New E-mail Scam Targeting Invoices and ACH Payments
There is a new scam where hackers take over a brand’s email account and request payment via ACH. This financial scam recently happened to a brand that we know. Please note: Bridge has not been a victim of this scam. We are warning businesses to ensure it does not happen to our friends.
Here is how the scam works:
1. A hacker takes control of an employee’s email account such as their Microsoft email user ID and password. This is likely done via a scam email which the employee receives pretending to be from Microsoft Office 365 asking it to sign into the software.
The hacker sends many versions of this email to all of the employees of the brand in hopes that one (or more) employee will click it.
2. Once the hacker obtains the employee's user ID and password, they change all the rules governing the email account which allow them to send and receive emails as the employee. This gives the hacker control of the email account and allows the hacker to send a scam email to the brand's customers. The scam email states that the brand no longer accepts payment via checks and all payments going forward would need to be made via ACH bank transfer. The fake employee email lists the hacker's own bank and bank info as the new payable account for the brand. After this email, the hacker starts hounding the brand’s customers with additional emails demanding immediate payment on all open invoices.

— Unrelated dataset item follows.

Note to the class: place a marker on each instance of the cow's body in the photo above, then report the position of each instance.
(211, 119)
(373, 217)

Fortunately for the brand that experienced this scam, its customers always pay on time and they had no invoices over 30 days old. The “pay me now” emails from the hacker posing as the brand employee frustrated the recipients. Finally, a customer called the brand to ask the brand to stop bugging it about payments that were not due yet. This is when the brand uncovered the scam. The brand was very lucky to uncover this scam before any money was sent to the hacker's bank account.